Éduquer son client

Plutôt que d’investir des ressources importantes afin de mieux comprendre son client, pourquoi ne pas procéder tout simplement à son éducation et orienter ses besoins et ses goûts? Certaines entreprises l’ont fait, et ça fonctionne!

Si le client est roi, force est de reconnaître que ce roi n’a pas toujours une idée nette et précise de ce qu’il souhaite. L’affirmation vous choque? Croyez-en Steve Jobs, le cofondateur d’Apple et le génie à l’origine du révolutionnaire iPhone (lire l’encadré). Pour leur part, Gregory Carpenter et Ashlee Humphreys n’en pensent pas moins pour autant, eux qui, dans leur billet[1] publié sur le site de la Harvard Business Review, en font la démonstration dans le cas précis de l’industrie vinicole.

Les auteurs s’appuient sur les données de production et de consommation de vin et constatent un indéniable fait : les États-Unis sont aujourd’hui le plus important marché de l’industrie vinicole sur la planète. Mais attention! Le fruit a pris du temps à murir et, comme l’attestent les données présentées dans le tableau ci-bas, l’explosion de la demande américaine est relativement récente et remonte au début de l’actuel siècle.

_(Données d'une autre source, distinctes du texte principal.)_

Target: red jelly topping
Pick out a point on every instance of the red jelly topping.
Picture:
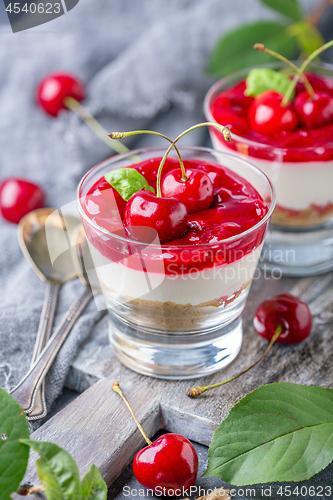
(236, 207)
(230, 107)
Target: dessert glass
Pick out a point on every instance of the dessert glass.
(175, 311)
(300, 238)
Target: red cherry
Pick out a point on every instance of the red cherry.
(291, 312)
(53, 89)
(145, 214)
(197, 193)
(314, 112)
(267, 116)
(170, 462)
(18, 197)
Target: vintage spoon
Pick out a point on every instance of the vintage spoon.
(35, 243)
(25, 392)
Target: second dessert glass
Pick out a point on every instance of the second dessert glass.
(175, 311)
(300, 238)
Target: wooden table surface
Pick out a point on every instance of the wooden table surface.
(97, 427)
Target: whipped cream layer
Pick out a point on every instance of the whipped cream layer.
(218, 283)
(298, 185)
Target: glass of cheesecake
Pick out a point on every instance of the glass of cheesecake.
(175, 307)
(298, 163)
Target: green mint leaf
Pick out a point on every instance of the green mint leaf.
(93, 485)
(307, 36)
(13, 454)
(261, 79)
(235, 50)
(127, 181)
(57, 471)
(279, 432)
(289, 8)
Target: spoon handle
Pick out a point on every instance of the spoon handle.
(44, 333)
(25, 391)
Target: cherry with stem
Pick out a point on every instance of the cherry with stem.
(170, 463)
(115, 387)
(282, 318)
(303, 68)
(58, 91)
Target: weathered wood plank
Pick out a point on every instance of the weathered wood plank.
(97, 428)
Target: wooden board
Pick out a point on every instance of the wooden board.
(97, 428)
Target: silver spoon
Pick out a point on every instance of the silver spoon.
(25, 392)
(35, 244)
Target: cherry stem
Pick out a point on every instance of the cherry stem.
(93, 124)
(226, 134)
(27, 489)
(122, 135)
(115, 387)
(196, 391)
(303, 67)
(261, 48)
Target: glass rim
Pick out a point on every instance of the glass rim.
(165, 246)
(212, 92)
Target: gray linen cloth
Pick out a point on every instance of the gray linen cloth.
(143, 63)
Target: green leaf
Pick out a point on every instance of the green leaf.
(13, 454)
(261, 79)
(289, 8)
(279, 432)
(235, 50)
(57, 471)
(93, 485)
(307, 36)
(127, 181)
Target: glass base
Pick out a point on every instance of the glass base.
(173, 355)
(298, 252)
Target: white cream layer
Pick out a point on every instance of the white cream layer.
(191, 288)
(298, 185)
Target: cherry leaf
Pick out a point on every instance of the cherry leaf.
(127, 181)
(13, 454)
(57, 470)
(235, 51)
(279, 432)
(261, 79)
(93, 485)
(289, 8)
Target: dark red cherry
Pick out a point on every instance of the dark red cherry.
(197, 193)
(267, 115)
(291, 312)
(314, 112)
(53, 89)
(145, 214)
(168, 466)
(18, 197)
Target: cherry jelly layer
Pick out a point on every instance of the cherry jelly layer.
(230, 107)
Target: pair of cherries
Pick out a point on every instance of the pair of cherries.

Comment cette croissance soudaine s’explique-t-elle, surtout avec un produit aux traditions plus que millénaires et dont la connaissance fine ne s’acquiert qu’au terme de plusieurs années d’essais et de comparaison? En interrogeant des experts de l’industrie vinicole, Gregory Carpenter et Ashlee Humphreys ont déduit de leurs entretiens que plutôt que d’être à l’écoute de ce que désirent les œnophiles, les bonzes de l’industrie ont davantage adopté la posture inverse : « Les producteurs de vin considèrent que les clients ont une expertise limitée et ont des préférences incohérentes et difficiles à prévoir. C’est pourquoi, plutôt que de chercher et de répondre aux commentaires des consommateurs, ils cherchent à influencer les goûts », affirment-ils dans leur article. De quelle manière les producteurs vinicoles procèdent-ils à l’éducations de leurs clients?

Vision et crédibilité

La première leçon consiste à présenter aux étudiants-consommateurs une vision pour leur produit, pour leur vignoble et pour le nectar qui en est extrait. Comme le relatent Gregory Carpenter et Ashlee Humphreys, nombre d’interviewés refusent carrément d’entendre les échos de leur clientèle et de prendre en considération ce que ces derniers peuvent vouloir ou exiger. De fait, soulignent les auteurs, les producteurs adoptent une vision se rapprochant davantage de celle de l’artiste, pour lequel aucune compromission n’est possible à l’égard de l’œuvre que représente la bouteille millésimée. Bâtir et raconter une histoire fondée sur l’histoire du vignoble et ses succès au fil des ans et des décennies : voilà les fondements de l’éducation de l’œnophile.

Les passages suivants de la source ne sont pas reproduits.